I’ve commented out the handle_out/3 code here (note /3 depicts that this function has 3 arguments.

When a message enters the room channel the user is retrieved from the socket, a changeset is prepared (like in our controller) and if ok a new message is broadcast in the room.

Note: This message will flow through handle_out when it matches the intercept, which allows us to do some checking. In this case the code calls the User.mentioned?/2-function, which checks whether the logged in user-name is mentioned in the message and only pushes the message to the user when the user is mentioned.

Plugging into the socket, client-side

Foundation comes with the necessary code. Simply uncomment the following line in app.js:

import socket from "./socket"

And update the code to something along the lines of the following:

import {Socket} from "phoenix"

let socket = null

if (document.querySelector("meta[name=user_token]")) {

  socket = new Socket("/socket", {
    params: {
      token: 
      document.querySelector("meta[name=user_token]").content 
    }
  })

  socket.connect()

  // Now that you are connected, you can join channels with a topic:

  let channel = socket.channel("room:1", {})

  let message = document.querySelector("#post_message")
  let messagesContainer = document.querySelector("#posts")

  message.addEventListener("keypress", event => {
    if(event.keyCode === 13){
      channel.push("new_post", {message: message.value})
      message.value = null
    }
  })
  
  channel.on("new_post", post => {
    let messageItem = document.createElement("li");
    messageItem = post.message
    messagesContainer.appendChild(messageItem)
  })

  channel.join()
    .receive("ok", resp => { console.log("Joined successfully", resp) })
    .receive("error", resp => { console.log("Unable to join", resp) })
}

export default socket

I made sure I only connect to a socket when a user is actually logged in (when a token is mentioned in the header, this to prevent unneeded traffic).

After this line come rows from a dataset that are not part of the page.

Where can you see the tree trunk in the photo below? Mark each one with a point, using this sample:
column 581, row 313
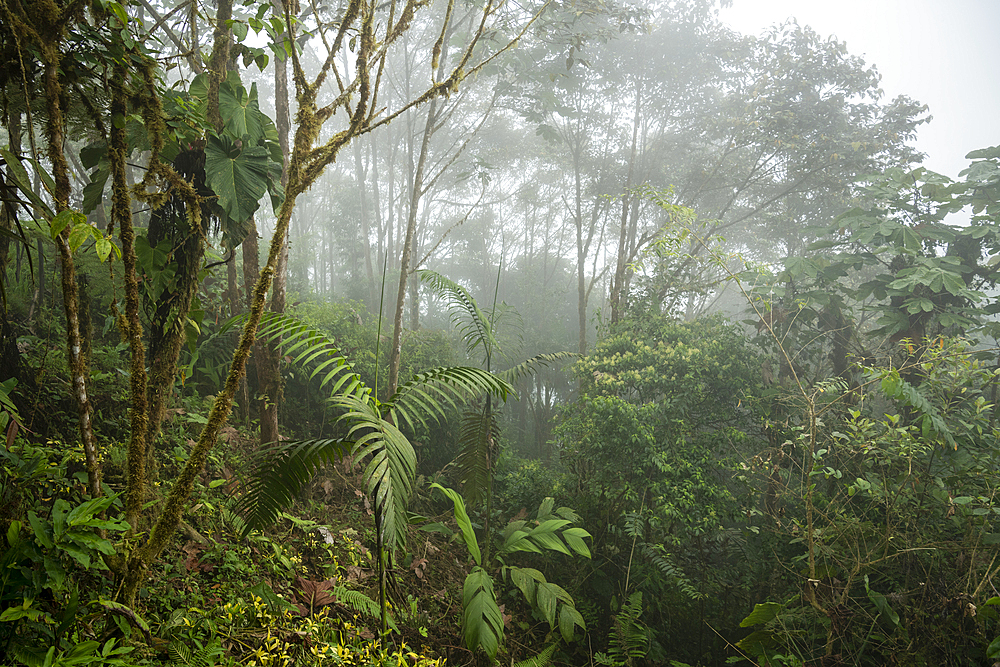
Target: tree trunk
column 619, row 293
column 121, row 213
column 269, row 368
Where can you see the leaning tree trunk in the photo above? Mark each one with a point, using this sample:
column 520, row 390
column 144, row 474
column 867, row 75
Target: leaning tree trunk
column 268, row 366
column 51, row 37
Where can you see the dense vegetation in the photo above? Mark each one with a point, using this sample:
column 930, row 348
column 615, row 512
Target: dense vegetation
column 761, row 430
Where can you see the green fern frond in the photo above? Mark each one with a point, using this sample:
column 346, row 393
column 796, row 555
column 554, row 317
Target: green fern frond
column 543, row 659
column 277, row 476
column 391, row 463
column 532, row 365
column 630, row 638
column 472, row 323
column 30, row 657
column 206, row 656
column 658, row 557
column 361, row 603
column 311, row 347
column 482, row 621
column 427, row 392
column 478, row 436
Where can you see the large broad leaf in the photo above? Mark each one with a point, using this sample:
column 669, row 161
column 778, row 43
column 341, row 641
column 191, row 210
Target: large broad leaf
column 237, row 173
column 482, row 619
column 462, row 517
column 240, row 111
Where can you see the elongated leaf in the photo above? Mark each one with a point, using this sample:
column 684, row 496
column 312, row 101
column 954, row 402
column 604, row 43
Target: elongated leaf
column 468, row 534
column 392, row 463
column 474, row 325
column 426, row 391
column 534, row 364
column 479, row 435
column 482, row 621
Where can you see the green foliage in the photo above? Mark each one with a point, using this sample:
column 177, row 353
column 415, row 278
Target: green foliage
column 482, row 621
column 483, row 626
column 630, row 638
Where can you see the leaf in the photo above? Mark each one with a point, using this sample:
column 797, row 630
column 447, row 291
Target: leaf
column 762, row 613
column 129, row 615
column 237, row 173
column 569, row 618
column 468, row 534
column 482, row 621
column 93, row 192
column 574, row 538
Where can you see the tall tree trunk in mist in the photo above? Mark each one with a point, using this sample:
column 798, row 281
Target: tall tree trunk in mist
column 404, row 263
column 52, row 37
column 619, row 287
column 268, row 366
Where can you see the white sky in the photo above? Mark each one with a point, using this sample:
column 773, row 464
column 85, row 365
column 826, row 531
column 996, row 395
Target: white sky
column 943, row 53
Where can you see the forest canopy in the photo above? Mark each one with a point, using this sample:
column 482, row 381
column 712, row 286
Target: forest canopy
column 583, row 332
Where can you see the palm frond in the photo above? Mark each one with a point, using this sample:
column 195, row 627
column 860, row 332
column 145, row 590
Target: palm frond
column 473, row 324
column 478, row 436
column 532, row 365
column 311, row 347
column 427, row 393
column 391, row 463
column 630, row 638
column 277, row 476
column 360, row 603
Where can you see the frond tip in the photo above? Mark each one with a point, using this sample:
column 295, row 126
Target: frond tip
column 277, row 476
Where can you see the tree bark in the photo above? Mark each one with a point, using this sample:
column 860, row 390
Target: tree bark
column 268, row 366
column 404, row 263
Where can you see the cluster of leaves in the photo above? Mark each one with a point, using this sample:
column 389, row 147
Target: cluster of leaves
column 651, row 446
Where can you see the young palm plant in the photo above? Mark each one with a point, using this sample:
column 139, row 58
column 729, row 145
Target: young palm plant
column 552, row 530
column 374, row 435
column 479, row 432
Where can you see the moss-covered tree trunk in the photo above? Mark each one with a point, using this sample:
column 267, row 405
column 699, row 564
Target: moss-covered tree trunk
column 268, row 366
column 121, row 216
column 48, row 39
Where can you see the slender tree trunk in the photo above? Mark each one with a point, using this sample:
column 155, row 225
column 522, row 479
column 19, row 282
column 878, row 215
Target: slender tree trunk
column 250, row 387
column 581, row 254
column 121, row 214
column 269, row 368
column 404, row 264
column 76, row 346
column 619, row 295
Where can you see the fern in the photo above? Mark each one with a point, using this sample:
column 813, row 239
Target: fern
column 543, row 659
column 479, row 434
column 311, row 347
column 360, row 603
column 658, row 557
column 629, row 638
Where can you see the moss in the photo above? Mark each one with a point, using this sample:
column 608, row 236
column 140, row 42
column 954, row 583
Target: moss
column 121, row 215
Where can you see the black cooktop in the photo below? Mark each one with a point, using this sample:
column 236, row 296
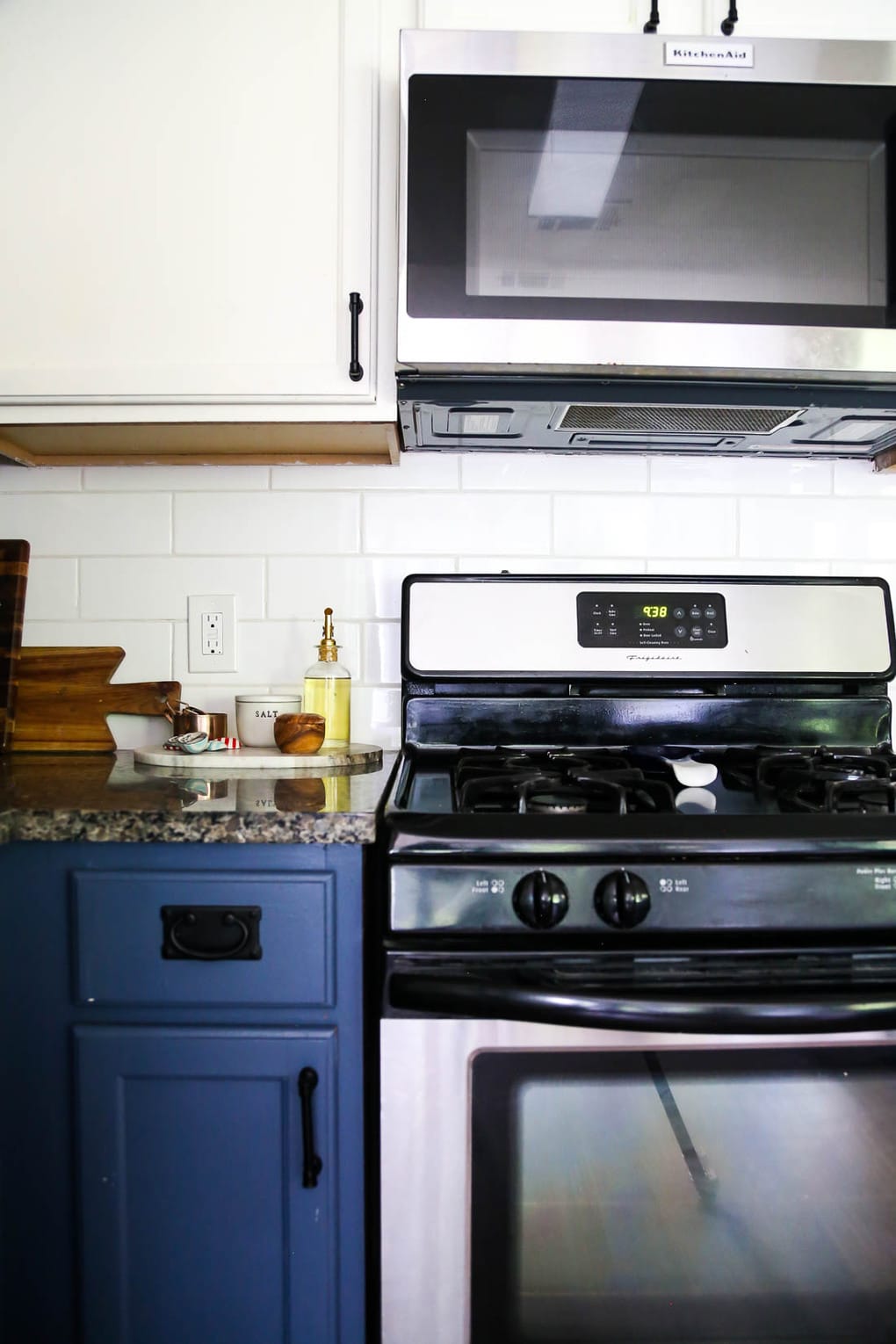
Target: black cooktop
column 746, row 781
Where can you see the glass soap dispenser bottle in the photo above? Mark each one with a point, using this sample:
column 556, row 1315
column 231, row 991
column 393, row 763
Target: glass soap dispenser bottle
column 328, row 689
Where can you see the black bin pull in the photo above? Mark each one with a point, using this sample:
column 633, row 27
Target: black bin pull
column 211, row 933
column 357, row 308
column 312, row 1166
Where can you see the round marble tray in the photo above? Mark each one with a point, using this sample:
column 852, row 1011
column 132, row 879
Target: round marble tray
column 258, row 758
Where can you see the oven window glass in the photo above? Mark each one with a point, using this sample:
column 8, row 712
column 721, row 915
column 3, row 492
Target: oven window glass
column 664, row 200
column 705, row 1196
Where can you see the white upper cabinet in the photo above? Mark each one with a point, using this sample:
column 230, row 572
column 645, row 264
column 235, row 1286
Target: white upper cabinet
column 190, row 200
column 850, row 19
column 561, row 15
column 756, row 18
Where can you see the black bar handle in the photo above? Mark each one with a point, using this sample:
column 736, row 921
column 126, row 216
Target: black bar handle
column 357, row 308
column 312, row 1166
column 461, row 996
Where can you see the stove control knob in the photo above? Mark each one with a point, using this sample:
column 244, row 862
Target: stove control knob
column 622, row 900
column 540, row 900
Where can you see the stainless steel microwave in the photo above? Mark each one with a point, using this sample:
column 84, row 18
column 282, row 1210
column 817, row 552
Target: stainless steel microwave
column 675, row 242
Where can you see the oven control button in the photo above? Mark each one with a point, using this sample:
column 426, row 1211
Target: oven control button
column 622, row 900
column 540, row 900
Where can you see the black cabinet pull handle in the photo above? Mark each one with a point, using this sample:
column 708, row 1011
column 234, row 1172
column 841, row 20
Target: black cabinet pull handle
column 312, row 1166
column 211, row 933
column 357, row 308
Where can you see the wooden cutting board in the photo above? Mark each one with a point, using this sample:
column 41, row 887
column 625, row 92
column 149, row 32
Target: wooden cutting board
column 65, row 697
column 14, row 575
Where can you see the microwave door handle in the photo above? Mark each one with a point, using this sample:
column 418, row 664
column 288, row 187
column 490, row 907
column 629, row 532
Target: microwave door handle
column 465, row 996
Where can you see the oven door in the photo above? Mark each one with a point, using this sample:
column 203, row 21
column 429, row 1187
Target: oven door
column 588, row 202
column 550, row 1184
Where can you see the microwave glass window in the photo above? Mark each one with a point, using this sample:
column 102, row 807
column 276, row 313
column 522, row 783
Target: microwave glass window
column 598, row 214
column 662, row 1196
column 661, row 200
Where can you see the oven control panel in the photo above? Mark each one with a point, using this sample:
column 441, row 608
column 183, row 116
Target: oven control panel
column 613, row 898
column 654, row 618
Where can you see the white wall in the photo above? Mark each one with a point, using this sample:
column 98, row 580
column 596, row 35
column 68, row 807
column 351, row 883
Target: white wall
column 114, row 552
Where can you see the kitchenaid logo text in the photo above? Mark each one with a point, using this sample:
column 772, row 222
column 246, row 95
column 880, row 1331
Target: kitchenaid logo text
column 698, row 54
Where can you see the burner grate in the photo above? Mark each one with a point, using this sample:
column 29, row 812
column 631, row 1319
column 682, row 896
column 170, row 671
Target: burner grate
column 559, row 783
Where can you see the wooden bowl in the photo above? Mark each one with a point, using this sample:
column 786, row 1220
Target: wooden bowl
column 300, row 734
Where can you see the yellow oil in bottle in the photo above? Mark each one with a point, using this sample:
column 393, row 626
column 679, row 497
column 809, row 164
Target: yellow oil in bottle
column 328, row 690
column 330, row 697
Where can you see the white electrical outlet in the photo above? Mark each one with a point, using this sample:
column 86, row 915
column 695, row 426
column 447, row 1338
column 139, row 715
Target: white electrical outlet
column 211, row 633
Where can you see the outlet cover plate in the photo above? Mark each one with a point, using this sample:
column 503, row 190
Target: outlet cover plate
column 225, row 608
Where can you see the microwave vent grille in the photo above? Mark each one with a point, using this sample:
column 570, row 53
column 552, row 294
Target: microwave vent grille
column 677, row 420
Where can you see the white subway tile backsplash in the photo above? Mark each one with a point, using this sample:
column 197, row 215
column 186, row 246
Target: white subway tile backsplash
column 382, row 652
column 35, row 480
column 739, row 476
column 736, row 566
column 208, row 479
column 824, row 529
column 550, row 565
column 639, row 524
column 274, row 652
column 376, row 717
column 454, row 523
column 862, row 479
column 353, row 586
column 553, row 472
column 51, row 593
column 154, row 589
column 89, row 524
column 116, row 552
column 414, row 472
column 266, row 524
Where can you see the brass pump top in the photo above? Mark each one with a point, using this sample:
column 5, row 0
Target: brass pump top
column 328, row 648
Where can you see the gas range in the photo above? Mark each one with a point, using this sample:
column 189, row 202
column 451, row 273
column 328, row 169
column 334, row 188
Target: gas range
column 586, row 789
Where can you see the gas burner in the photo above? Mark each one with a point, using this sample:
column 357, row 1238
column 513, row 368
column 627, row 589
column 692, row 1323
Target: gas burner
column 553, row 801
column 814, row 780
column 558, row 783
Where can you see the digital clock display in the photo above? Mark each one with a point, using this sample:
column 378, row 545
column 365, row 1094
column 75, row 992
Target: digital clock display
column 652, row 620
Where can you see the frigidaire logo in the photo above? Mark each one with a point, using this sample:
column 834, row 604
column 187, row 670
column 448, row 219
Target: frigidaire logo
column 708, row 54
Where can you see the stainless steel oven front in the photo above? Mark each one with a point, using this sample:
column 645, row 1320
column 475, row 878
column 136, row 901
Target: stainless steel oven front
column 647, row 205
column 548, row 1184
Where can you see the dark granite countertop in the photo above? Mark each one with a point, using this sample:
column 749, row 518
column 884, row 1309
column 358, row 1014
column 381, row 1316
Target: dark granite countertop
column 109, row 798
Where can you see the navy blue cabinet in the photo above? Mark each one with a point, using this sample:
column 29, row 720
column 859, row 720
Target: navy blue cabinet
column 182, row 1136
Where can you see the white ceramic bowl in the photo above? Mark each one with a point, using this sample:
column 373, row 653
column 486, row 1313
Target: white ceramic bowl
column 256, row 717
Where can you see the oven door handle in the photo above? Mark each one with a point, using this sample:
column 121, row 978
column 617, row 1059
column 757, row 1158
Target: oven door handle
column 467, row 996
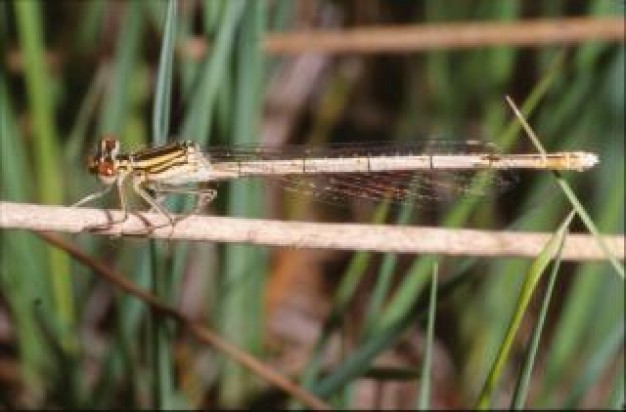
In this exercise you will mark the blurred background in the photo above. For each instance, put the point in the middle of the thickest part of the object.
(349, 327)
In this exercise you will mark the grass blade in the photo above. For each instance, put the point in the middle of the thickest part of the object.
(521, 388)
(532, 278)
(425, 395)
(571, 196)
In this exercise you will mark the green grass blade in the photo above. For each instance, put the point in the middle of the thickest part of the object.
(571, 196)
(163, 92)
(425, 395)
(521, 388)
(532, 278)
(593, 367)
(197, 123)
(45, 147)
(244, 266)
(116, 103)
(163, 389)
(22, 257)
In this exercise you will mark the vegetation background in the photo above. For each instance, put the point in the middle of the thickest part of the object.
(351, 328)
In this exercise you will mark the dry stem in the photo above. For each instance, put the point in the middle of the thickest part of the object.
(394, 39)
(379, 238)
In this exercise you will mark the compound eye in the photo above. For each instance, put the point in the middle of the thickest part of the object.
(92, 164)
(105, 169)
(109, 146)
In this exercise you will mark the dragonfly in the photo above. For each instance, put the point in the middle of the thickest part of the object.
(400, 173)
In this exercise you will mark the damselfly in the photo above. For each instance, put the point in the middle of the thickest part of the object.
(398, 173)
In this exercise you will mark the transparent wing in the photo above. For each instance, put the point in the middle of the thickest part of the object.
(422, 189)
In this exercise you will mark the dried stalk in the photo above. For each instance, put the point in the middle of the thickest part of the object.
(379, 238)
(394, 39)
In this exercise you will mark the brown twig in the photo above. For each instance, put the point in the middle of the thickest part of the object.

The listener channel.on(“new_post”…) displays any messages sent to the room tagged new_post. The rest is straight forward JavaScript (ES6-style).

We’re relying here on some more dom code, but make sure the page you’re displaying the posts on contains an input field with id post_message. And a container to be filled with posts with id posts (in this case a <ol>), but I’ll leave the very HTML up to you.

Conclusion

After two days of experimenting I’m confident building an actual application in Phoenix / Elixir. While the programming style is something to get used to, its response is fast. There are quite some things I really like about the framework, including the schema definition inclusion and valid parameter parsing in the model. I recommend you to try Phoenix yourself!